Daniela Steinheuzer, professora da rede estadual de Blumenau (SC), realizou na Escola Estadual Básica Bruno Hoeltgebaum um projeto que usa terrários e o horto escolar para tornar mais concretos os conteúdos sobre o ciclo da água e a previsão do tempo.

## Sustentabilidade

Fernanda Ferreira de Oliveira, da EM Antonio Boldrin, em Piracicaba (SP), trabalhou com crianças da educação infantil narrativas indígenas, afro-brasileiras e da cultura popular. A proposta utilizou literatura, oralidade, arte e brincadeiras no processo de aprendizagem.

Na EMEB Agostinho dos Santos, em São Bernardo do Campo (SP), Renata Araujo de Souza promoveu experiências sensoriais, artísticas e científicas para que bebês e crianças pequenas explorassem a natureza como espaço de descoberta.

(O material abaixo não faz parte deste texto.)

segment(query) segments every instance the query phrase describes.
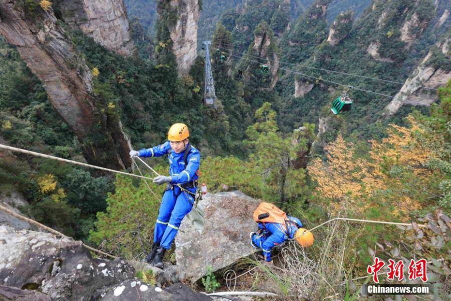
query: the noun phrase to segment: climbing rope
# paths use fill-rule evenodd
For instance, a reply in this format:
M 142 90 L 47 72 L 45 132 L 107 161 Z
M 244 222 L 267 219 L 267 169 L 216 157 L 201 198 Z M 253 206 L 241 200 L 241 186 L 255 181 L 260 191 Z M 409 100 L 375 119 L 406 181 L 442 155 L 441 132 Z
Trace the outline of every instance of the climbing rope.
M 128 172 L 120 172 L 119 170 L 110 170 L 109 168 L 106 168 L 103 167 L 101 167 L 100 166 L 96 166 L 95 165 L 91 165 L 90 164 L 87 164 L 86 163 L 83 163 L 82 162 L 78 162 L 78 161 L 74 161 L 73 160 L 69 160 L 68 159 L 64 159 L 63 158 L 60 158 L 59 157 L 56 157 L 53 156 L 50 156 L 49 154 L 41 154 L 40 152 L 32 152 L 31 150 L 23 150 L 22 148 L 14 148 L 13 146 L 6 146 L 5 144 L 0 144 L 0 148 L 3 148 L 4 150 L 11 150 L 12 152 L 22 152 L 22 154 L 31 154 L 32 156 L 34 156 L 38 157 L 41 157 L 42 158 L 46 158 L 47 159 L 52 159 L 52 160 L 56 160 L 57 161 L 60 161 L 61 162 L 66 162 L 66 163 L 70 163 L 71 164 L 75 164 L 76 165 L 80 165 L 80 166 L 84 166 L 85 167 L 89 167 L 90 168 L 96 168 L 97 170 L 105 170 L 106 172 L 115 172 L 116 174 L 125 174 L 126 176 L 135 176 L 136 178 L 145 178 L 149 180 L 153 180 L 153 178 L 148 178 L 147 176 L 138 176 L 137 174 L 129 174 Z
M 63 158 L 60 158 L 56 157 L 56 156 L 50 156 L 50 155 L 45 154 L 41 154 L 39 152 L 32 152 L 30 150 L 23 150 L 22 148 L 14 148 L 13 146 L 6 146 L 5 144 L 0 144 L 0 148 L 3 148 L 4 150 L 11 150 L 12 152 L 21 152 L 21 153 L 25 154 L 31 154 L 31 155 L 34 156 L 41 157 L 41 158 L 43 158 L 52 159 L 53 160 L 57 160 L 58 161 L 66 162 L 67 163 L 70 163 L 70 164 L 75 164 L 76 165 L 84 166 L 86 167 L 89 167 L 89 168 L 94 168 L 99 169 L 99 170 L 103 170 L 111 172 L 112 172 L 120 174 L 122 174 L 129 176 L 130 176 L 137 177 L 137 178 L 144 178 L 145 180 L 153 180 L 152 178 L 147 177 L 147 176 L 142 176 L 142 174 L 141 172 L 141 171 L 139 170 L 139 167 L 138 168 L 138 171 L 140 172 L 140 174 L 141 174 L 141 176 L 138 176 L 137 174 L 129 174 L 128 172 L 120 172 L 118 170 L 114 170 L 106 168 L 102 168 L 102 167 L 100 167 L 100 166 L 96 166 L 94 165 L 91 165 L 90 164 L 82 163 L 81 162 L 78 162 L 77 161 L 74 161 L 72 160 L 69 160 L 68 159 L 64 159 Z M 146 167 L 147 167 L 151 170 L 152 170 L 153 172 L 154 172 L 157 176 L 159 176 L 159 174 L 158 172 L 157 172 L 153 168 L 152 168 L 151 166 L 150 166 L 148 164 L 147 164 L 145 162 L 144 162 L 141 158 L 140 158 L 139 157 L 138 157 L 138 156 L 136 156 L 135 158 L 136 158 L 138 160 L 139 160 Z M 136 162 L 135 162 L 134 160 L 133 160 L 133 162 L 134 162 L 135 164 L 137 167 L 138 166 L 136 164 Z M 148 187 L 149 187 L 149 188 L 150 190 L 150 191 L 152 192 L 154 194 L 154 196 L 156 198 L 156 195 L 154 194 L 154 192 L 153 192 L 152 190 L 150 189 L 150 186 L 148 186 L 148 184 L 147 183 L 147 182 L 146 182 L 146 183 L 147 184 Z M 180 186 L 180 184 L 177 184 L 176 186 L 178 186 L 178 187 L 179 187 L 180 188 L 180 189 L 181 189 L 182 190 L 187 191 L 189 193 L 192 194 L 192 193 L 191 192 L 189 192 L 189 191 L 187 190 L 186 190 L 184 189 L 184 188 L 181 187 Z M 159 200 L 159 199 L 158 198 L 158 200 Z M 202 218 L 204 218 L 203 216 L 203 214 L 202 214 L 201 212 L 200 212 L 195 206 L 193 206 L 193 208 L 194 209 L 194 210 L 195 210 L 196 211 L 196 212 L 197 212 L 197 213 L 201 216 L 201 217 Z M 56 235 L 65 236 L 65 237 L 69 237 L 69 236 L 65 236 L 62 233 L 61 233 L 55 230 L 54 230 L 52 229 L 51 228 L 49 228 L 49 227 L 47 227 L 47 226 L 45 226 L 42 224 L 41 224 L 38 222 L 36 222 L 35 220 L 31 220 L 30 218 L 25 218 L 25 216 L 22 216 L 14 212 L 12 212 L 11 210 L 9 210 L 8 208 L 4 207 L 3 206 L 0 206 L 0 210 L 2 210 L 5 212 L 7 212 L 9 214 L 11 214 L 11 215 L 12 215 L 18 218 L 20 218 L 23 220 L 25 220 L 28 222 L 33 224 L 35 224 L 41 228 L 44 228 L 46 230 L 51 232 Z M 404 222 L 385 222 L 385 221 L 382 221 L 382 220 L 359 220 L 359 219 L 357 219 L 357 218 L 332 218 L 332 220 L 329 220 L 325 222 L 323 222 L 315 227 L 312 228 L 310 230 L 304 232 L 304 234 L 308 232 L 309 232 L 313 231 L 313 230 L 316 230 L 327 224 L 328 224 L 329 222 L 333 222 L 334 220 L 345 220 L 345 221 L 349 221 L 349 222 L 362 222 L 380 224 L 393 224 L 393 225 L 395 225 L 395 226 L 397 225 L 397 226 L 412 226 L 411 224 L 406 224 L 406 223 L 404 223 Z M 426 225 L 424 225 L 424 224 L 418 224 L 417 226 L 419 228 L 427 228 L 427 226 Z M 293 239 L 294 240 L 295 238 L 296 238 L 296 237 L 293 238 Z M 103 252 L 102 251 L 101 251 L 100 250 L 94 249 L 94 248 L 92 248 L 92 247 L 90 247 L 88 246 L 85 245 L 84 244 L 84 246 L 85 246 L 87 248 L 89 248 L 89 250 L 91 250 L 100 253 L 101 254 L 103 254 L 107 256 L 109 256 L 110 257 L 112 257 L 113 258 L 117 258 L 116 256 L 113 256 L 113 255 L 111 255 L 107 253 L 105 253 L 104 252 Z M 238 277 L 236 277 L 235 278 L 235 279 L 236 279 L 236 278 L 238 278 L 239 277 L 240 277 L 240 276 L 239 276 Z
M 19 218 L 19 220 L 24 220 L 24 222 L 28 222 L 29 224 L 31 224 L 35 225 L 35 226 L 39 227 L 39 228 L 41 228 L 41 229 L 43 229 L 46 231 L 47 231 L 48 232 L 50 232 L 50 233 L 52 233 L 52 234 L 54 234 L 56 236 L 60 236 L 61 237 L 65 237 L 65 238 L 68 238 L 69 239 L 74 240 L 74 238 L 73 238 L 71 237 L 66 236 L 64 235 L 64 234 L 63 234 L 62 233 L 61 233 L 61 232 L 58 232 L 56 230 L 54 230 L 52 228 L 49 228 L 46 226 L 43 225 L 42 224 L 36 222 L 36 220 L 32 220 L 31 218 L 28 218 L 24 216 L 21 216 L 20 214 L 17 214 L 15 212 L 14 212 L 14 211 L 13 211 L 12 210 L 10 210 L 6 207 L 5 207 L 1 205 L 0 205 L 0 210 L 2 210 L 2 211 L 6 212 L 6 213 L 8 214 L 10 214 L 11 216 L 14 216 L 15 218 Z M 113 255 L 111 255 L 111 254 L 108 254 L 108 253 L 106 253 L 106 252 L 104 252 L 103 251 L 101 251 L 100 250 L 98 250 L 96 248 L 92 248 L 92 246 L 89 246 L 87 244 L 85 244 L 83 243 L 82 243 L 82 245 L 83 246 L 84 246 L 85 248 L 86 248 L 91 250 L 91 251 L 96 252 L 97 253 L 99 253 L 99 254 L 102 254 L 102 255 L 104 255 L 105 256 L 108 256 L 109 257 L 111 257 L 111 258 L 113 258 L 114 259 L 118 258 L 117 256 L 114 256 Z
M 138 166 L 138 164 L 137 164 L 136 162 L 135 162 L 135 159 L 134 158 L 132 158 L 132 162 L 133 162 L 133 165 L 136 168 L 136 169 L 138 170 L 138 172 L 139 172 L 139 174 L 141 174 L 141 176 L 144 176 L 142 174 L 142 172 L 141 172 L 141 170 L 139 169 L 139 166 Z M 146 185 L 147 186 L 147 188 L 149 188 L 149 190 L 150 190 L 150 192 L 152 192 L 152 194 L 153 194 L 154 196 L 155 196 L 155 198 L 156 199 L 157 201 L 159 202 L 161 200 L 160 200 L 160 198 L 157 196 L 156 194 L 155 194 L 155 193 L 154 192 L 153 192 L 153 190 L 152 190 L 152 188 L 150 188 L 150 186 L 149 185 L 149 183 L 147 182 L 147 179 L 144 179 L 144 182 L 146 184 Z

Lazelane Ferreira da Silva, professora de geografia no Colégio Estadual Professor Joaquim Carvalho Ferreira, em Goiânia, coordenou a implantação de uma minifloresta com espécies nativas do Cerrado. O objetivo foi contribuir para o conforto térmico em uma área urbana com baixa arborização.

## Direitos Humanos

Rodrigo da Vitória Gomes, professor de química e pedagogo da Educação de Jovens e Adultos na EE Foz do Riacho, localizada no Centro de Detenção e Ressocialização de Linhares (ES), promoveu uma feira de ciências com estudantes privados de liberdade. O projeto estimulou investigações sobre problemas concretos e associou educação, cidadania e ressocialização.

Qircia Aparecida Fonseca Santana, do Colégio Estadual de Tempo Integral de Iraquara (BA), desenvolveu uma iniciativa que articula literatura afro-brasileira e indígena aos conhecimentos de mulheres quilombolas da região.

Daniela Aparecida Ferreira Arfelli, da Escola Estadual Assentamento Santa Clara, em Mirante do Paranapanema (SP), realizou práticas de leitura e produção textual com estudantes acampados e assentados. O trabalho resultou na publicação coletiva do livro *Palavras que se Conectam*.